The recognition of the nonlocal effects of the mind is going to transform our notion of consciousness and open up a whole new range of discovery about animal and human nature. This liberation will make science exciting again to lots of ordinary people.
What research goals do scientists need to set themselves?
I think I’d make a register of unexplained phenomena that scientists usually reject, to open up whole new areas of research into, for instance, the restlessness of animals immediately before earthquakes. I think at least 0.1% of science funding should go toward this.
Why do you think the public fears science?
It perceives it as arrogant and, with the GM controversy, it increasingly sees it as a corporate activity with scientists as hired hands rather than following science for its own sake.

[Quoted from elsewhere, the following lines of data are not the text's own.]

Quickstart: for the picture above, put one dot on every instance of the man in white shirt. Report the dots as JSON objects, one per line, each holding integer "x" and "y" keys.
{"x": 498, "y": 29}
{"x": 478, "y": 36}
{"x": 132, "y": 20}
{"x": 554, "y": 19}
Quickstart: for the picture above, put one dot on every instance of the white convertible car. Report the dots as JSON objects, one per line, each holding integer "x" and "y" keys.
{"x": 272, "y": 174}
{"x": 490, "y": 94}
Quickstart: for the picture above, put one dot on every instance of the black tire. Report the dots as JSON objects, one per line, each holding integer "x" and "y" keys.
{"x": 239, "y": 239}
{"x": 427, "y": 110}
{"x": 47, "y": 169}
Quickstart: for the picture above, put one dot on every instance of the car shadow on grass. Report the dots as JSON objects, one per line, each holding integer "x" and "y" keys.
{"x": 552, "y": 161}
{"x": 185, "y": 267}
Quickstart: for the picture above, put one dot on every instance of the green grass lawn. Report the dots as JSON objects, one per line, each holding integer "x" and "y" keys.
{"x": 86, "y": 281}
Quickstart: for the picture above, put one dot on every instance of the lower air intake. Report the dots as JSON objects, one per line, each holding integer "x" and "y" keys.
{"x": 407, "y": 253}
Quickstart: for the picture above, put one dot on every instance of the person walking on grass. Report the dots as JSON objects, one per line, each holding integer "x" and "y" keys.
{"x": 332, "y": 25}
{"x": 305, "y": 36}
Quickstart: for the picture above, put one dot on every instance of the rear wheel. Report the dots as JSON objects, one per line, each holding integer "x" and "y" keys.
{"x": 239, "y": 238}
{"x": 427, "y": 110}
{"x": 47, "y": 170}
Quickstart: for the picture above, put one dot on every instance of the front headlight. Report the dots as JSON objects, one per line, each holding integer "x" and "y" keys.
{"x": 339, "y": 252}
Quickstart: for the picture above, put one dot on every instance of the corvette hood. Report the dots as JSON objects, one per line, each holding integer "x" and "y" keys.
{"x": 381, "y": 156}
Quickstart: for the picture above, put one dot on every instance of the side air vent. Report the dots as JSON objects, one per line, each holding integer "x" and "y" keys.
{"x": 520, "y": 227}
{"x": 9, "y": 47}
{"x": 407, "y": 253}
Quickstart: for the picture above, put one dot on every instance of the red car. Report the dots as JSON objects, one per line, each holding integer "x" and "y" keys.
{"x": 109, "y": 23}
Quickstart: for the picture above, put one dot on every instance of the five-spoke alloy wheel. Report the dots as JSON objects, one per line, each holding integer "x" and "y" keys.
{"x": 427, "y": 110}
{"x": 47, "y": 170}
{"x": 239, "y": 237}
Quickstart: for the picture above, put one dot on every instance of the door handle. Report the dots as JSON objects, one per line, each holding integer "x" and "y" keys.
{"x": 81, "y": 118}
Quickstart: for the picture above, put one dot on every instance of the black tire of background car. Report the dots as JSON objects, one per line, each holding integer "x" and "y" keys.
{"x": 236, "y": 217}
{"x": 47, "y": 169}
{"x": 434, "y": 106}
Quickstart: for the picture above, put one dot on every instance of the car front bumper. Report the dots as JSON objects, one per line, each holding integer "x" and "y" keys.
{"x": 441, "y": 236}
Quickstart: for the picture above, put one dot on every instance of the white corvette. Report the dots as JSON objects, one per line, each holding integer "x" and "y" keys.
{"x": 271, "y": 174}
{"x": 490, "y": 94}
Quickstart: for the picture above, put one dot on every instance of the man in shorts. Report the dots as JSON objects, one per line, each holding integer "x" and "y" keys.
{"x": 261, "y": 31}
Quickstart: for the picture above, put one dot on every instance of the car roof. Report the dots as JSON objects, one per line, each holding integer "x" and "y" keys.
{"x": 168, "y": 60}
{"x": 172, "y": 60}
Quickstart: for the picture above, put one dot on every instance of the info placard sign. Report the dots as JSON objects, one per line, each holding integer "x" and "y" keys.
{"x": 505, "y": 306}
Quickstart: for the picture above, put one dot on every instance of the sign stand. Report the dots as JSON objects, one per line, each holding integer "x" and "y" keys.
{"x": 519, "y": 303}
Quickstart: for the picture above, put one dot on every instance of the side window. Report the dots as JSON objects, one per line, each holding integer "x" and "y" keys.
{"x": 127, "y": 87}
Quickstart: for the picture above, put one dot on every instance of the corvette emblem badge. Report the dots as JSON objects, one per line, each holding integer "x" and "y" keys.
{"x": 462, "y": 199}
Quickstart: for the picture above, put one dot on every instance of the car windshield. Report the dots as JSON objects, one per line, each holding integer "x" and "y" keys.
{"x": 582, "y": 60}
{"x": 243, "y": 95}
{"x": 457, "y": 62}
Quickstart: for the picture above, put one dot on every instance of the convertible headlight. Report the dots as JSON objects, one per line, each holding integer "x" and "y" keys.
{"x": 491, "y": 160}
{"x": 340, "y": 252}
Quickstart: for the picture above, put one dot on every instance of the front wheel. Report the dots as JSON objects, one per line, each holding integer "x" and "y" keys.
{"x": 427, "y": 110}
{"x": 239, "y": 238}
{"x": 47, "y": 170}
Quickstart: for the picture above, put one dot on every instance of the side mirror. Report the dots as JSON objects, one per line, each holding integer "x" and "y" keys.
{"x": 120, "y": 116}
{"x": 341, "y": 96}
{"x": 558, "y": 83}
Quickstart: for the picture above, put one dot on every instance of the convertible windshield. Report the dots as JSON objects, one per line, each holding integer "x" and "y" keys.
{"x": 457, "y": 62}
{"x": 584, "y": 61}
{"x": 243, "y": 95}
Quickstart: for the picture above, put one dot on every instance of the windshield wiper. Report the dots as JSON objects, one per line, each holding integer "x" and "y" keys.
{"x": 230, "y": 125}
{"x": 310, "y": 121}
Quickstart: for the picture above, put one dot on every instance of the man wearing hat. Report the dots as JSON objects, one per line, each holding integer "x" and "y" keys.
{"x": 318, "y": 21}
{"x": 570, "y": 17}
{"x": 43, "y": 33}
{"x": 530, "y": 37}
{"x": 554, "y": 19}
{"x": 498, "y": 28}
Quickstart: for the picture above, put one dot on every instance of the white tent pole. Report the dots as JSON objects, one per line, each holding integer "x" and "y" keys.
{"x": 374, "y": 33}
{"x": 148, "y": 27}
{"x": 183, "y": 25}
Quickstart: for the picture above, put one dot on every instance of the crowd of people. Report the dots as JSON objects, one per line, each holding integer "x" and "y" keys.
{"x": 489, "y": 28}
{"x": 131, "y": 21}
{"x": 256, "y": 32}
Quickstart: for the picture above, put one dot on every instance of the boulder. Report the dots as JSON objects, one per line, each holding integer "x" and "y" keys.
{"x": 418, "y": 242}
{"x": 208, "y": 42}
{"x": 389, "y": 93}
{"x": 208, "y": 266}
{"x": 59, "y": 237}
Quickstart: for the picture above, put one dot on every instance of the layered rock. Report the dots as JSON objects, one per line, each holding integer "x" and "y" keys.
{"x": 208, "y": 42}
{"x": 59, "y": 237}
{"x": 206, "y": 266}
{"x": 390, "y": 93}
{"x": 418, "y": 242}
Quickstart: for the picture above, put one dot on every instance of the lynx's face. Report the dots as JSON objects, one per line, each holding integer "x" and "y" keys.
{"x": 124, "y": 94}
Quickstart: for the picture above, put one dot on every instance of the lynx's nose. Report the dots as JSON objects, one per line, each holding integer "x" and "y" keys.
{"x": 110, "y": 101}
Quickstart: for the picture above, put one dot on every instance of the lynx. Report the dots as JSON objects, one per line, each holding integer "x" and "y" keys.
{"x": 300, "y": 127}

What can scientists do to overcome this?
Make it more democratically accountable to the taxpayers, so that a polling system might bring to light the questions that people would really like to see answered. If science addressed interesting questions, it would increase science’s popularity and get children interested again. Research should relate to the problems that arise in our lives. The average person isn’t terribly interested in the genetic sequence of a bacterium or the existence or nonexistence of the Higgs boson, and yet this is where all the money goes in science.
This interview appeared on October 29, 1999, in David Bradley’s monthly BioFeedback column in the now defunct and much missed (not least for the monthly fee!) HMSBeagle on BioMedNet.